Asimov, Isaac - Saga de la Fundacion 1 by Fundacion

Asimov, Isaac - Saga de la Fundacion 1 by Fundacion

autor:Fundacion
Format: epub
publicado: 0101-01-01T00:00:00+00:00


Incluso el progreso realizado habría sido imposible de no ser por las reliquias aún en funcionamiento que había abandonado la marea creciente del imperio.

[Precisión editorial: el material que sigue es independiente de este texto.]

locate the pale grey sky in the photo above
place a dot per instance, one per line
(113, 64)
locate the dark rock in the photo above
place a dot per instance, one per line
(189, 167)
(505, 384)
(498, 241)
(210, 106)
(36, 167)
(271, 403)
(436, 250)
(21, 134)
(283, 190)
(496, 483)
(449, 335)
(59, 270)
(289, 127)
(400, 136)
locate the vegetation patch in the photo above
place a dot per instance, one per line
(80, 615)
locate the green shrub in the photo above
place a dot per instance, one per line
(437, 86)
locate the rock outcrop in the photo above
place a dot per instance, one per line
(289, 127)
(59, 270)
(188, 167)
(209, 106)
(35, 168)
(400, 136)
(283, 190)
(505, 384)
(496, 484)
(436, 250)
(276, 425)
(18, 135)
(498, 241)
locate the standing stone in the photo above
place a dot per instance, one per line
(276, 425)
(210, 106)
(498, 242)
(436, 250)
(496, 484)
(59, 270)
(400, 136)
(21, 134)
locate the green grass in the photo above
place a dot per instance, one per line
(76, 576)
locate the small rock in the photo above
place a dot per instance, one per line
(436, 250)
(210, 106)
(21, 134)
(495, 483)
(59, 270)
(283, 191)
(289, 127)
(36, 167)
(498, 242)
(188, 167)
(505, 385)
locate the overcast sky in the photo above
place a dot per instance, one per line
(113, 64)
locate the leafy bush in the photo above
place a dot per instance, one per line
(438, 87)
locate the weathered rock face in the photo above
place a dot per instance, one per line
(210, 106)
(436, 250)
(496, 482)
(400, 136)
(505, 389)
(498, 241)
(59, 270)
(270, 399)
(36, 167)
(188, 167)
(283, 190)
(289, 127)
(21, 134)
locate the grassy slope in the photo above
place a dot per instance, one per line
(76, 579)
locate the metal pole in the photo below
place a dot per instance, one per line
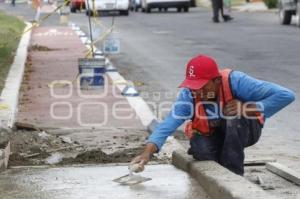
(90, 26)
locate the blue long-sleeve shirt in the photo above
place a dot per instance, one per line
(268, 96)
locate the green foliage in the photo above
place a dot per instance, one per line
(271, 3)
(10, 28)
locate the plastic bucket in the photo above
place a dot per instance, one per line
(91, 73)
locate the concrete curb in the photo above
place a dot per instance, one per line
(10, 93)
(216, 180)
(4, 157)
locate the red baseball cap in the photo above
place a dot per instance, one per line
(199, 71)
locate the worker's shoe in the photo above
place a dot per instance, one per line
(227, 18)
(215, 20)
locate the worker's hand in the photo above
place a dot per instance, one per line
(233, 108)
(139, 162)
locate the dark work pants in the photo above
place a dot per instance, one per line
(217, 5)
(226, 145)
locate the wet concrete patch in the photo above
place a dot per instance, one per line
(96, 182)
(273, 184)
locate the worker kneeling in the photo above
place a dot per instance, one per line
(226, 111)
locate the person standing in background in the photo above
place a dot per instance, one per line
(217, 5)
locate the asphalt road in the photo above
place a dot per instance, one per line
(155, 48)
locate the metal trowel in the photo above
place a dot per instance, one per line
(131, 179)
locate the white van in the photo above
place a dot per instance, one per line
(108, 6)
(181, 5)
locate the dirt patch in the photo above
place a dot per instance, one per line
(98, 156)
(32, 147)
(37, 47)
(101, 146)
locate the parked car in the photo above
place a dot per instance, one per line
(288, 8)
(147, 5)
(77, 5)
(135, 5)
(108, 6)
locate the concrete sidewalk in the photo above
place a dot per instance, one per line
(53, 57)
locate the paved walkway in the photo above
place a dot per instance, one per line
(53, 57)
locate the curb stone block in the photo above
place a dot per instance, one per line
(218, 181)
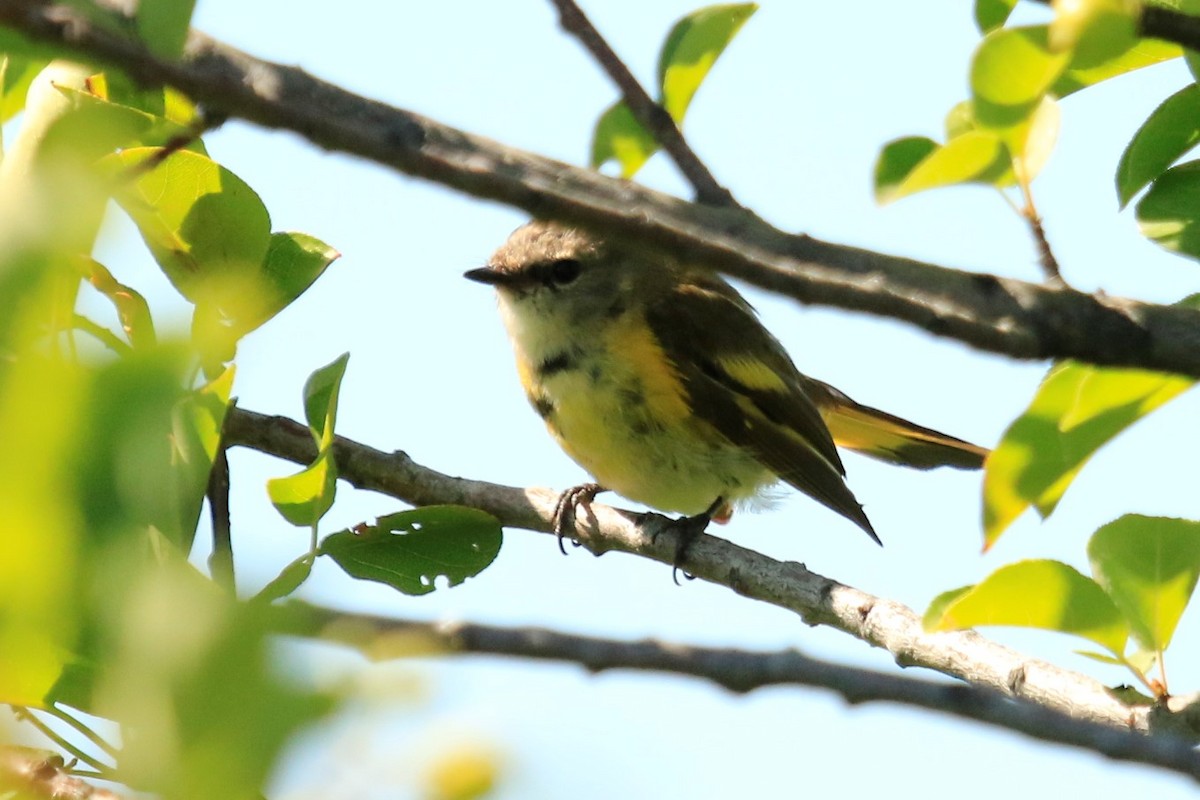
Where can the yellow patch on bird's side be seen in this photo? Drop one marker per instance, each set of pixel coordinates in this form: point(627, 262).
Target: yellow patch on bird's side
point(751, 373)
point(637, 346)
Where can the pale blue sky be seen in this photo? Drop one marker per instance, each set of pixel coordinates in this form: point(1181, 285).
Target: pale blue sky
point(791, 121)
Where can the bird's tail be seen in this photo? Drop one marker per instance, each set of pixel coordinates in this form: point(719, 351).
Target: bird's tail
point(889, 438)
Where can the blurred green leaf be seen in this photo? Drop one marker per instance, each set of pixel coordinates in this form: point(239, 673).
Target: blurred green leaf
point(619, 137)
point(1168, 214)
point(162, 25)
point(693, 47)
point(1149, 565)
point(1035, 148)
point(293, 263)
point(1095, 31)
point(1167, 134)
point(897, 161)
point(411, 549)
point(1144, 53)
point(976, 156)
point(991, 14)
point(936, 611)
point(191, 683)
point(304, 498)
point(1041, 594)
point(131, 306)
point(205, 227)
point(196, 425)
point(1012, 71)
point(689, 52)
point(287, 581)
point(18, 74)
point(321, 392)
point(1075, 411)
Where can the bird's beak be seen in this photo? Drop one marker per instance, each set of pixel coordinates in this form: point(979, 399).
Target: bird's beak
point(491, 276)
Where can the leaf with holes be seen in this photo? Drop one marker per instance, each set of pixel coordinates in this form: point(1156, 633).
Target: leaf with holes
point(408, 551)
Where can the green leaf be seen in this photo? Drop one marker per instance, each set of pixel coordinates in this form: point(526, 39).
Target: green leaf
point(1149, 565)
point(321, 394)
point(991, 14)
point(193, 675)
point(294, 262)
point(287, 581)
point(196, 437)
point(1041, 594)
point(162, 25)
point(693, 47)
point(1095, 30)
point(304, 498)
point(1167, 134)
point(689, 52)
point(1035, 148)
point(131, 306)
point(18, 74)
point(1144, 53)
point(619, 137)
point(1075, 411)
point(975, 157)
point(897, 161)
point(1170, 211)
point(1193, 60)
point(1012, 71)
point(937, 607)
point(205, 227)
point(411, 549)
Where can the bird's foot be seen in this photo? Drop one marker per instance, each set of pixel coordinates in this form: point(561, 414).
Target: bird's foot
point(564, 510)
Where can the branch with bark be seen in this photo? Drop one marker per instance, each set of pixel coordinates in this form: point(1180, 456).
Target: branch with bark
point(817, 600)
point(1017, 318)
point(739, 671)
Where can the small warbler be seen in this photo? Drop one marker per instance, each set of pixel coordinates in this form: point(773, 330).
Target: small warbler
point(661, 383)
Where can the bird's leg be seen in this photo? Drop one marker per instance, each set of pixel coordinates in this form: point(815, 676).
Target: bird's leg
point(564, 510)
point(688, 529)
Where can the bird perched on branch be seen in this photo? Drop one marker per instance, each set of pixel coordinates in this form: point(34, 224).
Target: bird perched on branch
point(660, 382)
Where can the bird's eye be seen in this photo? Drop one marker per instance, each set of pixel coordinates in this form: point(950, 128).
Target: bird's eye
point(564, 270)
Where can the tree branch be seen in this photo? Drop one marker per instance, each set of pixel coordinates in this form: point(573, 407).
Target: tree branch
point(1017, 318)
point(41, 774)
point(817, 600)
point(652, 115)
point(738, 671)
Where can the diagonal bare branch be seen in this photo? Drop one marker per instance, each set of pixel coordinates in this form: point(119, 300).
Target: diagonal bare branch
point(739, 671)
point(817, 600)
point(1015, 318)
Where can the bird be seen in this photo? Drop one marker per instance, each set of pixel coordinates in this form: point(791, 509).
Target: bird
point(659, 379)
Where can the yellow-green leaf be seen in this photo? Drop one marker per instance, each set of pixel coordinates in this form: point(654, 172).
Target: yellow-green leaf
point(304, 498)
point(619, 137)
point(321, 392)
point(1168, 133)
point(1149, 565)
point(975, 157)
point(693, 47)
point(1075, 411)
point(1041, 594)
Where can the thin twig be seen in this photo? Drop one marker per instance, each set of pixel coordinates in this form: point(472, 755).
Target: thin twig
point(28, 716)
point(83, 728)
point(651, 114)
point(40, 774)
point(817, 600)
point(742, 671)
point(221, 560)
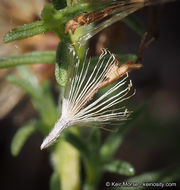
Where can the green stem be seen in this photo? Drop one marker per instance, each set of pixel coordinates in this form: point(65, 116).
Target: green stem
point(25, 31)
point(28, 58)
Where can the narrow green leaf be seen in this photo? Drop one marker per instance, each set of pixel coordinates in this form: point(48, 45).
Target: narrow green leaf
point(28, 58)
point(21, 136)
point(133, 22)
point(77, 142)
point(162, 176)
point(62, 62)
point(59, 4)
point(115, 139)
point(55, 181)
point(24, 85)
point(25, 31)
point(41, 95)
point(120, 167)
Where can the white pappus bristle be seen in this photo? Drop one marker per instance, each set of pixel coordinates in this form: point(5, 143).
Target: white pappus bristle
point(80, 107)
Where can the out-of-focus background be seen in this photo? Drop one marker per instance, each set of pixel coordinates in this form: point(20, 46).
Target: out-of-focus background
point(154, 141)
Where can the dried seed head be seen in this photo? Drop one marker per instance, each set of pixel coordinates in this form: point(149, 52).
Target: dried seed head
point(80, 107)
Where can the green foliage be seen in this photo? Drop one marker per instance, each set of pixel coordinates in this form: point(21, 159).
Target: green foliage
point(21, 136)
point(55, 181)
point(62, 62)
point(40, 95)
point(120, 167)
point(25, 31)
point(28, 58)
point(59, 4)
point(133, 22)
point(97, 157)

Cuando Hardin llegó al mundo capital, encontró todos los negocios habituales en absoluta paralización. En las provincias exteriores aún había celebraciones; pero en el planeta Anacreonte ni una sola persona dejaba de tomar parte febril en las fastuosas ceremonias religiosas que anunciaban la mayoría de edad de su dios– rey, Leopold.

Hardin sólo pudo charlar media hora con un ojeroso y presuroso Verisof antes de que su embajador tuviera que irse a supervisar otro festival en el templo. Pero la media hora fue de lo más provechosa, y Hardin se preparó, muy satisfecho, para los fuegos artificiales de la noche.

En todo esto actuó como observador, pues no tenía estómago para las tareas religiosas en que indudablemente tendría que tomar parte si se conocía su identidad. De modo que, cuando la sala de baile del palacio se llenó con una reluciente horda de la nobleza más alta y distinguida del reino, se encontró pegado a la pared, casi inadvertido o totalmente ignorado.

Había sido presentado a Leopold como uno más de una larga lista de invitados, y a una distancia prudencial, pues el rey permanecía apartado en solitaria e impresionante grandeza, rodeado por su mortal aureola de radiactividad. Y antes de una hora, ese mismo rey tomaría asiento en el macizo trono de rodio– iridio, con incrustaciones de oro, y luego el trono y él se elevarían majestuosamente en el aire, rozando las cabezas de la multitud para llegar a la gran ventana desde la que el pueblo vería a su rey y le aclamaría con frenesí. El trono no hubiera sido tan macizo, naturalmente, si no hubiera tenido que albergar un motor atómico.

Eran más de las once. Hardin se impacientó y se puso de puntillas para ver mejor.

Resistió la tentación de subirse a la silla. Y entonces vio que Wienis se abría paso entre la multitud en dirección hacia él y se tranquilizó.

El avance de Wienis era lento. Casi a cada paso tenía que cruzar una frase amable con algún reverenciado noble cuyo abuelo había ayudado al abuelo de Leopold a apoderarse del reino y a cambio de lo cual había recibido un ducado.

Y luego se libró del último par uniformado y alcanzó a Hardin. Su sonrisa se transformó en una mueca y sus ojos negros le miraron fijamente por debajo de las enmarañadas cejas con brillo de satisfacción.

— Mi querido Hardin – dijo, en voz baja—, debe usted de aburrirse mucho, pero como no ha revelado su identidad…

— No me aburro, alteza. Todo esto es extremadamente interesante. En Términus no tenemos espectáculos comparables, como usted sabe.

— Sin duda. Pero ¿le importaría ir a mis aposentos privados, donde podremos hablar largo y tendido y con mucha más intimidad?

— Desde luego que no.

Cogidos del brazo, los dos subieron las escaleras, y más de una duquesa viuda alzó sus impertinentes con sorpresa, preguntándose quién sería aquel desconocido insignificantemente vestido y de aspecto poco interesante al que el príncipe regente confería un honor tan señalado.